Financial assessment

For each risk prevention case, the number of employees affected by the action was determined, and the period during which the action would be implemented. A financial assessment was then drawn up by comparing the situation before and after the action was implemented. The difference between gains and costs (G-C) was called 'economic balance', and their ratio (G/C) was called 'efficiency of the action'. An action is considered to be effective if the financial result is positive or if the efficiency ratio is greater than 1.


To determine the costs, the researchers compiled a list of all the expenses incurred in risk preventive actions:

  • Investments: the purchase costs of additional equipment.
  • Training: whether preventive action requires additional training for employees.
  • Operating costs: during the course of the action, expenses related to energy consumption for equipment, additional supplies, etc.
  • Maintenance: usually associated with the investment.
  • HR: under this heading are the estimated labour costs related to the time spent by staff on preventive activities (design, studies, etc). These are measured at an hourly rate according to the time devoted to prevention.
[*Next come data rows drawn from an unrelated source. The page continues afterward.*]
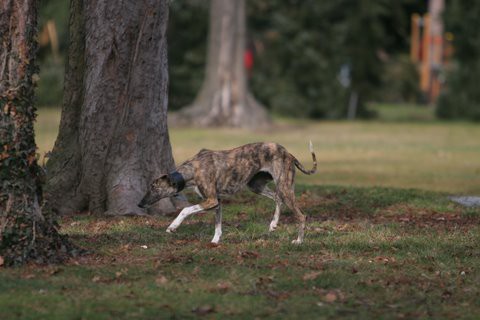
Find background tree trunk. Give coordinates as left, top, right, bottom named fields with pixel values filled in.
left=174, top=0, right=269, bottom=128
left=0, top=0, right=71, bottom=265
left=47, top=0, right=182, bottom=215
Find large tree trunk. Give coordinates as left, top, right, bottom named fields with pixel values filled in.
left=47, top=0, right=182, bottom=215
left=0, top=0, right=70, bottom=265
left=174, top=0, right=269, bottom=128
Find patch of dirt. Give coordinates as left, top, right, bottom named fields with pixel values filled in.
left=300, top=191, right=480, bottom=231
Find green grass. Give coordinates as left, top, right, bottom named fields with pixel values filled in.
left=0, top=186, right=480, bottom=319
left=370, top=103, right=435, bottom=122
left=5, top=109, right=474, bottom=319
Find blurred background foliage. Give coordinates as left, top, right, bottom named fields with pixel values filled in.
left=37, top=0, right=480, bottom=119
left=437, top=0, right=480, bottom=121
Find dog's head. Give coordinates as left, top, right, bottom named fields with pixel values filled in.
left=138, top=174, right=178, bottom=208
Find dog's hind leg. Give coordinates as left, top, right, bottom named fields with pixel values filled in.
left=167, top=199, right=218, bottom=233
left=212, top=201, right=222, bottom=244
left=248, top=172, right=282, bottom=232
left=275, top=167, right=306, bottom=244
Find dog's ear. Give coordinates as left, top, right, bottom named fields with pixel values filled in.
left=153, top=174, right=170, bottom=184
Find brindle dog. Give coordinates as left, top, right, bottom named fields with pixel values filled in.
left=139, top=141, right=317, bottom=244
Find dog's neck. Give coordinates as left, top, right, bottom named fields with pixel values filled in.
left=176, top=162, right=196, bottom=188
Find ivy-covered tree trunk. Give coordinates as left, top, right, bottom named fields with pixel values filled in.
left=0, top=0, right=70, bottom=265
left=46, top=0, right=183, bottom=215
left=174, top=0, right=269, bottom=128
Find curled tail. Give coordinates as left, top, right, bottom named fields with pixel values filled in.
left=294, top=141, right=317, bottom=174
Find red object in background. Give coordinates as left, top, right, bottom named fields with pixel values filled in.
left=243, top=49, right=253, bottom=71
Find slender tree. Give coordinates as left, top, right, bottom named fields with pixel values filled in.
left=0, top=0, right=71, bottom=265
left=174, top=0, right=269, bottom=128
left=46, top=0, right=182, bottom=215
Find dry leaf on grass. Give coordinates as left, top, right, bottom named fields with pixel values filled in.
left=303, top=271, right=322, bottom=281
left=192, top=304, right=215, bottom=316
left=155, top=275, right=168, bottom=287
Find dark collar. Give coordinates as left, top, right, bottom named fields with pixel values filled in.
left=168, top=171, right=185, bottom=192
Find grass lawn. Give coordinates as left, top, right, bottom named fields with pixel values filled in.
left=0, top=186, right=480, bottom=319
left=37, top=106, right=480, bottom=194
left=0, top=109, right=480, bottom=319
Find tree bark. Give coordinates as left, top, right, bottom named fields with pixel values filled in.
left=173, top=0, right=270, bottom=128
left=0, top=0, right=72, bottom=265
left=47, top=0, right=182, bottom=215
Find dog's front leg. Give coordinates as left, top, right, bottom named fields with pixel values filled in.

To establish the gains, the research listed all the positive impacts on a firm's income: these are generally positive differences arising during business operations. Production is the item where the difference before/after is seen to be greatest. With regard to purchases, the replacement of a product by a cheaper product that consumes less or the removal of certain goods or services can also lead to financial advantages. In addition, measurable improvements related to higher quality have been gathered, such as reductions in warranty, however, many improvements such as the increased motivation and commitment of workers arising from greater security at work cannot be quantified and have therefore not been taken into account. Finally, some risk preventive actions have allowed the company, through skills development, to tap into new markets and extend the number of projects achieved, thus adding a greater margin on sales and increasing the company's turnover.

Main results

Overall, the data gathered points to a strong reduction in (55% to 73%) or the complete removal of hard work and the risks involved for the health of workers.
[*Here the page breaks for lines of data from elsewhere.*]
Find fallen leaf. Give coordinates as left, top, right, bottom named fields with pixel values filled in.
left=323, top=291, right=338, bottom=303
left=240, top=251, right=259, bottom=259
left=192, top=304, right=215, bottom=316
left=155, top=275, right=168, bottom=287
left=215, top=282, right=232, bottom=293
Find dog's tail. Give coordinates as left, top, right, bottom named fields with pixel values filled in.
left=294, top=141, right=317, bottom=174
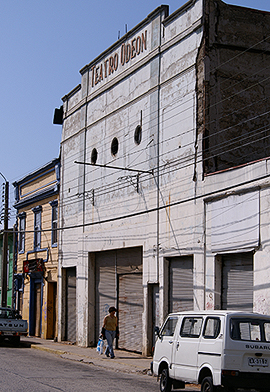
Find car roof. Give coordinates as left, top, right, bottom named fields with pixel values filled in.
left=168, top=310, right=270, bottom=319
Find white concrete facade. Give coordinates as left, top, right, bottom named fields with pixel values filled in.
left=58, top=0, right=270, bottom=353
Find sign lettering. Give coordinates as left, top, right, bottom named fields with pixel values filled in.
left=91, top=30, right=147, bottom=87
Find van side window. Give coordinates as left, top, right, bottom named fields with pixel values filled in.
left=264, top=323, right=270, bottom=342
left=230, top=318, right=270, bottom=342
left=203, top=317, right=220, bottom=339
left=180, top=317, right=203, bottom=338
left=161, top=317, right=178, bottom=336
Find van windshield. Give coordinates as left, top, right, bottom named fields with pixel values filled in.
left=230, top=318, right=270, bottom=342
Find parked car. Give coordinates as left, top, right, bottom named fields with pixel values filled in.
left=0, top=307, right=28, bottom=346
left=153, top=310, right=270, bottom=392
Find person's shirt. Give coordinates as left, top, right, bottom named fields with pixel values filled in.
left=104, top=314, right=117, bottom=331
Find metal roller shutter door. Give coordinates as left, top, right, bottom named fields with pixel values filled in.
left=66, top=267, right=76, bottom=342
left=222, top=252, right=253, bottom=311
left=118, top=273, right=143, bottom=352
left=169, top=256, right=194, bottom=312
left=95, top=247, right=143, bottom=351
left=96, top=251, right=117, bottom=340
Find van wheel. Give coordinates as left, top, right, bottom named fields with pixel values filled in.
left=201, top=377, right=216, bottom=392
left=159, top=368, right=172, bottom=392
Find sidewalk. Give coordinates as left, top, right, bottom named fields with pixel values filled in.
left=21, top=337, right=152, bottom=375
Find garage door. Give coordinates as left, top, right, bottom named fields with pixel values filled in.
left=95, top=248, right=143, bottom=351
left=66, top=267, right=76, bottom=342
left=118, top=273, right=143, bottom=352
left=169, top=256, right=194, bottom=312
left=221, top=252, right=253, bottom=311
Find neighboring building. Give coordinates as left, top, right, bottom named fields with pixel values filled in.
left=13, top=158, right=60, bottom=339
left=58, top=0, right=270, bottom=353
left=0, top=229, right=14, bottom=307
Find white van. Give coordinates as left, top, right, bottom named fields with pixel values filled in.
left=153, top=310, right=270, bottom=392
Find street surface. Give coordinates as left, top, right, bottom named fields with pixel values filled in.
left=0, top=343, right=159, bottom=392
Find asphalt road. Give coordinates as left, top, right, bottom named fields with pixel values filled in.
left=0, top=343, right=159, bottom=392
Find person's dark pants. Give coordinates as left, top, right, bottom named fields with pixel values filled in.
left=105, top=329, right=116, bottom=358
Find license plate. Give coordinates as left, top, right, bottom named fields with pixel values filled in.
left=248, top=357, right=268, bottom=367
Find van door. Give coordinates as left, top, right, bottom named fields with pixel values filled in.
left=222, top=313, right=270, bottom=390
left=172, top=316, right=203, bottom=382
left=154, top=315, right=178, bottom=367
left=197, top=316, right=224, bottom=385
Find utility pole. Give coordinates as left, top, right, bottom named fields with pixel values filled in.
left=0, top=173, right=9, bottom=307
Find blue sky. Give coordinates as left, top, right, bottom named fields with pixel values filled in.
left=0, top=0, right=270, bottom=227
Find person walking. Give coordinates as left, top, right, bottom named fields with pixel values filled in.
left=102, top=306, right=119, bottom=359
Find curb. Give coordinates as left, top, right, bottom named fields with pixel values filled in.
left=31, top=344, right=150, bottom=375
left=31, top=344, right=67, bottom=355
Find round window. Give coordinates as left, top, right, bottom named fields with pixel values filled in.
left=91, top=148, right=97, bottom=165
left=111, top=137, right=119, bottom=156
left=134, top=125, right=142, bottom=144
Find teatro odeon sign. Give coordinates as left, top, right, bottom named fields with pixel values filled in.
left=91, top=30, right=147, bottom=87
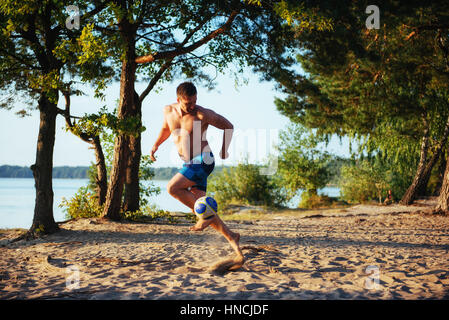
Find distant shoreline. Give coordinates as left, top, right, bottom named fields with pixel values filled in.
left=0, top=165, right=221, bottom=180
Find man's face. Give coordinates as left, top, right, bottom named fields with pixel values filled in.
left=178, top=95, right=196, bottom=113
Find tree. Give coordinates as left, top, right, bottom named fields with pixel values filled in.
left=0, top=0, right=107, bottom=236
left=278, top=124, right=330, bottom=205
left=89, top=0, right=328, bottom=220
left=270, top=1, right=449, bottom=204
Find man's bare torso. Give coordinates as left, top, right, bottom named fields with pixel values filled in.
left=164, top=103, right=211, bottom=161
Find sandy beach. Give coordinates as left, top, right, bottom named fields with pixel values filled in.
left=0, top=199, right=449, bottom=300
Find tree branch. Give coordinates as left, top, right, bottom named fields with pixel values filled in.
left=139, top=58, right=174, bottom=103
left=135, top=10, right=239, bottom=63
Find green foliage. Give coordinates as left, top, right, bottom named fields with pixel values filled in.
left=66, top=106, right=146, bottom=137
left=59, top=187, right=103, bottom=219
left=278, top=124, right=330, bottom=198
left=208, top=161, right=286, bottom=208
left=298, top=192, right=337, bottom=209
left=276, top=1, right=449, bottom=199
left=123, top=204, right=196, bottom=223
left=339, top=160, right=392, bottom=203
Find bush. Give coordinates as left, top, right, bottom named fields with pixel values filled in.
left=59, top=187, right=103, bottom=219
left=298, top=192, right=335, bottom=209
left=208, top=162, right=286, bottom=207
left=339, top=160, right=391, bottom=203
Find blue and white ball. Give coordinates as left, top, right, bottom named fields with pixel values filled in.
left=193, top=196, right=218, bottom=219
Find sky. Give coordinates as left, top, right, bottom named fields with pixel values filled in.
left=0, top=71, right=349, bottom=167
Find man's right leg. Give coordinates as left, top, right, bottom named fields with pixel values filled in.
left=167, top=172, right=197, bottom=211
left=190, top=188, right=243, bottom=257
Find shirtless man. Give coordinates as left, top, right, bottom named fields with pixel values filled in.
left=150, top=82, right=243, bottom=263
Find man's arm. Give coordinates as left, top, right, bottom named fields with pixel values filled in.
left=150, top=109, right=171, bottom=161
left=204, top=109, right=234, bottom=159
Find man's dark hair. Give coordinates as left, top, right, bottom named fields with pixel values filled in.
left=176, top=82, right=196, bottom=97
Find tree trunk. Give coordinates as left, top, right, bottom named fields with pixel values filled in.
left=103, top=20, right=136, bottom=221
left=417, top=117, right=449, bottom=196
left=123, top=92, right=142, bottom=212
left=433, top=153, right=449, bottom=196
left=28, top=94, right=59, bottom=237
left=92, top=136, right=108, bottom=206
left=436, top=151, right=449, bottom=215
left=399, top=115, right=429, bottom=205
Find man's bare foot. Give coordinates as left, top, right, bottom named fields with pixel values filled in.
left=229, top=232, right=243, bottom=259
left=190, top=217, right=215, bottom=231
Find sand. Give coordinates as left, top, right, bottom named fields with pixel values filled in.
left=0, top=199, right=449, bottom=300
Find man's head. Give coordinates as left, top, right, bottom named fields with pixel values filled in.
left=176, top=82, right=196, bottom=113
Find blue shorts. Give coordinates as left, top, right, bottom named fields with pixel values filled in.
left=179, top=152, right=215, bottom=192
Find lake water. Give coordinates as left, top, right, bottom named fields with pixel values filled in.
left=0, top=178, right=340, bottom=229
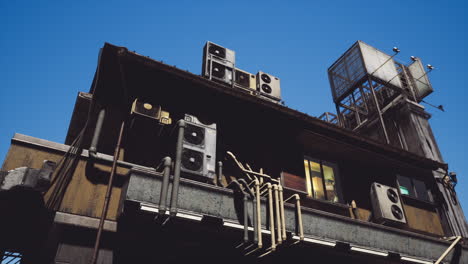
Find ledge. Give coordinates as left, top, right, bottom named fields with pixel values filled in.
left=122, top=169, right=468, bottom=263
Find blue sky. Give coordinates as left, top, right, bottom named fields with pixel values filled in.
left=0, top=0, right=468, bottom=216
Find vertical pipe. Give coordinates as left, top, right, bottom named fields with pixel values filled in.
left=273, top=184, right=283, bottom=244
left=217, top=161, right=223, bottom=188
left=237, top=179, right=258, bottom=245
left=254, top=179, right=263, bottom=248
left=434, top=236, right=462, bottom=264
left=169, top=119, right=185, bottom=216
left=89, top=108, right=106, bottom=158
left=91, top=121, right=125, bottom=264
left=243, top=194, right=249, bottom=244
left=295, top=194, right=304, bottom=240
left=368, top=77, right=390, bottom=144
left=159, top=157, right=172, bottom=215
left=266, top=183, right=276, bottom=251
left=227, top=180, right=249, bottom=244
left=278, top=184, right=286, bottom=240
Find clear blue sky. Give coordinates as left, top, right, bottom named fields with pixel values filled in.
left=0, top=0, right=468, bottom=212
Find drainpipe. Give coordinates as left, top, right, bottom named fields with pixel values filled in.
left=434, top=236, right=462, bottom=264
left=237, top=179, right=258, bottom=245
left=284, top=193, right=304, bottom=241
left=216, top=161, right=223, bottom=186
left=159, top=157, right=172, bottom=216
left=273, top=184, right=283, bottom=245
left=91, top=121, right=125, bottom=264
left=88, top=108, right=143, bottom=169
left=88, top=108, right=106, bottom=158
left=227, top=180, right=249, bottom=244
left=278, top=184, right=287, bottom=241
left=262, top=182, right=276, bottom=251
left=169, top=119, right=185, bottom=216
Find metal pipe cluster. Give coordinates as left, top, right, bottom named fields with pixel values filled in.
left=225, top=151, right=304, bottom=257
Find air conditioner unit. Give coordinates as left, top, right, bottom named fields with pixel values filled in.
left=181, top=114, right=216, bottom=182
left=202, top=41, right=236, bottom=84
left=370, top=182, right=406, bottom=224
left=257, top=71, right=281, bottom=101
left=234, top=68, right=257, bottom=91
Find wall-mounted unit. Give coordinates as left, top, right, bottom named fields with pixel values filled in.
left=370, top=182, right=406, bottom=224
left=181, top=114, right=216, bottom=182
left=234, top=68, right=257, bottom=91
left=257, top=71, right=281, bottom=101
left=130, top=98, right=172, bottom=125
left=202, top=41, right=236, bottom=84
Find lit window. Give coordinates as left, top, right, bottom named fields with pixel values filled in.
left=304, top=158, right=338, bottom=202
left=397, top=175, right=431, bottom=201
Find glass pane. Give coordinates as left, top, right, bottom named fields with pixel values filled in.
left=413, top=179, right=430, bottom=201
left=304, top=160, right=313, bottom=197
left=310, top=161, right=325, bottom=199
left=397, top=175, right=416, bottom=197
left=323, top=165, right=338, bottom=202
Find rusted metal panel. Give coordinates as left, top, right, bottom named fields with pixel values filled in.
left=2, top=134, right=128, bottom=220
left=125, top=169, right=468, bottom=263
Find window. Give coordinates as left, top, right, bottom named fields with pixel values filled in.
left=304, top=158, right=338, bottom=202
left=397, top=175, right=432, bottom=202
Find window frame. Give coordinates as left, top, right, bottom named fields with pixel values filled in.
left=395, top=174, right=434, bottom=204
left=302, top=155, right=343, bottom=204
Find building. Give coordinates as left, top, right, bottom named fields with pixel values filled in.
left=0, top=42, right=468, bottom=263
With regard to productivity, risk preventive actions with non-zero impact on staff development generate on average higher productivity per employee per action taken.
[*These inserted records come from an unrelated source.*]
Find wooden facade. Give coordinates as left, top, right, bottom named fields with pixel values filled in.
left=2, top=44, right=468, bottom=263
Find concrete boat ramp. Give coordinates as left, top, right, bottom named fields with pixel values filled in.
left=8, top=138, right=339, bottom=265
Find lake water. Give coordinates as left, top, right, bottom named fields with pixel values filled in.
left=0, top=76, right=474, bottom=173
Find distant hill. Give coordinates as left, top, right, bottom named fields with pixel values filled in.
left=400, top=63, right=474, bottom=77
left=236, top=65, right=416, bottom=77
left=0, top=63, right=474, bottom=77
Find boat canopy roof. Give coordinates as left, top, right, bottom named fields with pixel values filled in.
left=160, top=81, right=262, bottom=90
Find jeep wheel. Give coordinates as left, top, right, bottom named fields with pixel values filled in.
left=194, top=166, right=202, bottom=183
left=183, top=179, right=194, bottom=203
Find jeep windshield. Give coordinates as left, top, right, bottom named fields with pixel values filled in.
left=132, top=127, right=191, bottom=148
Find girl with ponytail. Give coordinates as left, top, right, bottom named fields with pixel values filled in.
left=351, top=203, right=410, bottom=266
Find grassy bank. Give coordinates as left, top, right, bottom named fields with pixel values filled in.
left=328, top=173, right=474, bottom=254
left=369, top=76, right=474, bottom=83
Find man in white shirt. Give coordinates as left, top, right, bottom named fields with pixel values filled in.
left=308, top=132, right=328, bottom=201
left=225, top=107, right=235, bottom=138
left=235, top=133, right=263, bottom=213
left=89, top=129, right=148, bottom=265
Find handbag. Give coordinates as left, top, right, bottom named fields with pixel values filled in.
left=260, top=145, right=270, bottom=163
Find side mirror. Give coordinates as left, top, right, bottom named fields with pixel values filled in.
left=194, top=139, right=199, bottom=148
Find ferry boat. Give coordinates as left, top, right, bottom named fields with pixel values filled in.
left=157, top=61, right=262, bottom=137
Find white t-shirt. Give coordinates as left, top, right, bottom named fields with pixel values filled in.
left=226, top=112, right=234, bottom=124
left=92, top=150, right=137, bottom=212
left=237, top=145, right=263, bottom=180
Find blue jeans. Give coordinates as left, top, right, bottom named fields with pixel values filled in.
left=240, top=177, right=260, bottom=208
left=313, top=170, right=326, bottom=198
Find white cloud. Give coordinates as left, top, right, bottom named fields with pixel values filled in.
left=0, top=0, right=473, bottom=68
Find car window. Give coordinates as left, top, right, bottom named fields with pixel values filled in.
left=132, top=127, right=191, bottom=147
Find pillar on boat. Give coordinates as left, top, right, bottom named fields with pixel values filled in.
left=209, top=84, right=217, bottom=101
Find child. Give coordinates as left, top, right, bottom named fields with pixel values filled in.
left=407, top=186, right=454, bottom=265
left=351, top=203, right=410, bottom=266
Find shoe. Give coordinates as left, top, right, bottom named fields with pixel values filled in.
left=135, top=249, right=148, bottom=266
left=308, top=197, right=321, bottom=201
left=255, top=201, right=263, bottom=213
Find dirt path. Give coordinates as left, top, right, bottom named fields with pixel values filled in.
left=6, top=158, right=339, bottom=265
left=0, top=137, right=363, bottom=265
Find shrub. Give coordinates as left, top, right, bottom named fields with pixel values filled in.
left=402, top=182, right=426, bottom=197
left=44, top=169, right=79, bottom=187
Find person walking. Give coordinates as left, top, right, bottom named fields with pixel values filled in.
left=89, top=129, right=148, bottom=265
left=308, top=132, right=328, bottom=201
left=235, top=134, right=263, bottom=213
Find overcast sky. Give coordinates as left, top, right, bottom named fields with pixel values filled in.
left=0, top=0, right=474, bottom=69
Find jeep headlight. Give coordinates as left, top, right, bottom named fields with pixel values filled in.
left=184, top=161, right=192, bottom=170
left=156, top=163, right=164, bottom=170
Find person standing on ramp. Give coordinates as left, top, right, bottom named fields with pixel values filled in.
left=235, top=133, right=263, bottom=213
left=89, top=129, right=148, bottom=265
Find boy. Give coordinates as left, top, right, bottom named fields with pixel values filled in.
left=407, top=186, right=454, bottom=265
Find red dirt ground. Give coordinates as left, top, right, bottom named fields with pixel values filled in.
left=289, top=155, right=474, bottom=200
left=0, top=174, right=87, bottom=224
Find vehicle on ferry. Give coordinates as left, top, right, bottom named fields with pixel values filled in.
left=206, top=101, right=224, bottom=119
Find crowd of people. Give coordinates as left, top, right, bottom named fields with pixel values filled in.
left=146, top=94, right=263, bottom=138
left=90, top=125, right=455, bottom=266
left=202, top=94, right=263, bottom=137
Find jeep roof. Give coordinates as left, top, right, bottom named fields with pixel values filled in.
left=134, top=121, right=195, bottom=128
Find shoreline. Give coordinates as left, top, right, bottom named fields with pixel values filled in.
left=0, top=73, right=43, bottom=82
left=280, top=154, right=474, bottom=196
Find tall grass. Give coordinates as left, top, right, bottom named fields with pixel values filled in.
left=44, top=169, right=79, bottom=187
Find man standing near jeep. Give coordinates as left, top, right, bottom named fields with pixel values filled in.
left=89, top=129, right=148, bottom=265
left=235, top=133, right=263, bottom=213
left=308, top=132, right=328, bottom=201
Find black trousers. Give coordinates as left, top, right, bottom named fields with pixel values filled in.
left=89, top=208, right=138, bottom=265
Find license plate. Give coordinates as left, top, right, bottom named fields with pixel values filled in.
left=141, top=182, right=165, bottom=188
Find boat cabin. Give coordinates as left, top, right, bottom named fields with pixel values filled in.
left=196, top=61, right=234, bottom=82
Furthermore, 58% of the risk preventive actions studied in the sample, regardless of any corporate social responsibility factor, have a non-zero impact for the environment. Indeed, products that are less harmful to workers are often also less harmful for the environment. This was found in terms of both the operational and waste disposal level.

Economic costs

While the cost of an investment to improve the prevention of a given risk is easily measurable, it is more difficult to measure the quality impact. When the results of each action are computed into a global sheet, it shows a gain-to-cost performance of 2.19, meaning that for every €100 spent in risk preventive actions the return was €219, or a net income of €119. The average payback period covering the initial investment is a year and a half for preventive actions. Meanwhile, the average duration of actions is 5.2 years. This relates to the average time needed by workers to master a new technique and to the length of effectiveness of a preventive action or awareness campaign.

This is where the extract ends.